What am I enslaved to? Mastery, maybe, or at least the pursuit thereof. What can I give up, let go of, clear out of my mind/heart/house/life? The need to know. The unwinnable attempts to control, consciously or not, everything and everyone. The habit of being SO overwhelmed, SO busy, SO many moving parts. The attachment to drama, to story.
What will be my nourishment in this time, my simple source of sustenance, my matzo? Stillness comes. Not trying to change my thoughts, but simply letting them happen without having to be so invested in them, what they mean, where they’re from, where they lead. Just let them be, the voice says. The voice of the Universe, that ultimate source of mystery and comfort. Let them be and be still. And then you will be free.

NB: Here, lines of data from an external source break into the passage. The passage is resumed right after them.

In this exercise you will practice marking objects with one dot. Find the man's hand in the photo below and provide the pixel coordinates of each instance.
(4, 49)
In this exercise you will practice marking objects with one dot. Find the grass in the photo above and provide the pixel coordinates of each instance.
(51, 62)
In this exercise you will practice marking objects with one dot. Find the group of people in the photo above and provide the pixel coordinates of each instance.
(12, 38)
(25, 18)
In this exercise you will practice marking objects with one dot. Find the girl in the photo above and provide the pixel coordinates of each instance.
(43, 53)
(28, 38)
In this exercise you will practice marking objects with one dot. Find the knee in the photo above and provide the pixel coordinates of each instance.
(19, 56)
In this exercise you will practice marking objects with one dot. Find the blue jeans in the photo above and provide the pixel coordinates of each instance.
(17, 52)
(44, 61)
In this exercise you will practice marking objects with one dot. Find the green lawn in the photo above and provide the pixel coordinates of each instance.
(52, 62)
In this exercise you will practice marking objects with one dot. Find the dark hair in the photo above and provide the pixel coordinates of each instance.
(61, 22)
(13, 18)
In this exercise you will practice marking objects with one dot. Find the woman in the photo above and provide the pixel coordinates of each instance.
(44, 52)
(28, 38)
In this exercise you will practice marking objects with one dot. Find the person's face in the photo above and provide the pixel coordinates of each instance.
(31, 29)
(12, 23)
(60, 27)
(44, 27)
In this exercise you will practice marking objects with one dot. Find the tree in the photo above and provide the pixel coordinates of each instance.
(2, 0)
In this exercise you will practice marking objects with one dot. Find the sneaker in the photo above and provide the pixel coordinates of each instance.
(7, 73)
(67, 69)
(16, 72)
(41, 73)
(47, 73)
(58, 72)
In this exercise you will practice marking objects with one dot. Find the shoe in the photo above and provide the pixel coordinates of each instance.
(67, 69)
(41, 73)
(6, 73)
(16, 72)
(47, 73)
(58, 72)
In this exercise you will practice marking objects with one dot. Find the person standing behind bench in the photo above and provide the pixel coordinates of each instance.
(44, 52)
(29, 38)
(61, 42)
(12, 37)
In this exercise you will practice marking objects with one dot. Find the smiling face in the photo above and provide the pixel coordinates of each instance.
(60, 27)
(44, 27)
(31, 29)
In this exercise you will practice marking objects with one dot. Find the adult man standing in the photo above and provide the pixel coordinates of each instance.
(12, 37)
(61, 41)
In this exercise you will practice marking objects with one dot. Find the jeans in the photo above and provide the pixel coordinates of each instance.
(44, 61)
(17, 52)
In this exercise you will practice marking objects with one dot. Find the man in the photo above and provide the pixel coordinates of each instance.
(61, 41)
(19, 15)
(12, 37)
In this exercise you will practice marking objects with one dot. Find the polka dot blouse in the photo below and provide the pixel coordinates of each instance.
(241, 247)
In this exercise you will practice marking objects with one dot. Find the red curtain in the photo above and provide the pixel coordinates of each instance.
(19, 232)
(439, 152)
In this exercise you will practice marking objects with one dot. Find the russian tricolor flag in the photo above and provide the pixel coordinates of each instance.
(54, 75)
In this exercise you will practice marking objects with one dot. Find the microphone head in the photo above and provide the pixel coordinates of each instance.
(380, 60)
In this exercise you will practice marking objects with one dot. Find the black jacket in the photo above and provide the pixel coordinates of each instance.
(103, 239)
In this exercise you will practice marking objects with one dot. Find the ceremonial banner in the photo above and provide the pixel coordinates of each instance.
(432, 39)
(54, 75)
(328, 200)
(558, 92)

I want to wrap this up neatly, something about the dance, about Shiva and Miriam and the women, the Red Sea parting, about making our way to freedom individually and collectively. But that’s not what this is, a sermon or a package. It is a practice, a waking up, and opening of eyes, an offering. The answers change from year to year, but the questions remain, and our task is to ask them. The questions are gateways.
May this season liberate you from whatever personal Egypt (Mitzrayim in Hebrew means “the narrow place”) enslaves you. May this season bring us all to freedom, to greater seeing. Now let’s take off our shoes and dance together on this holy ground.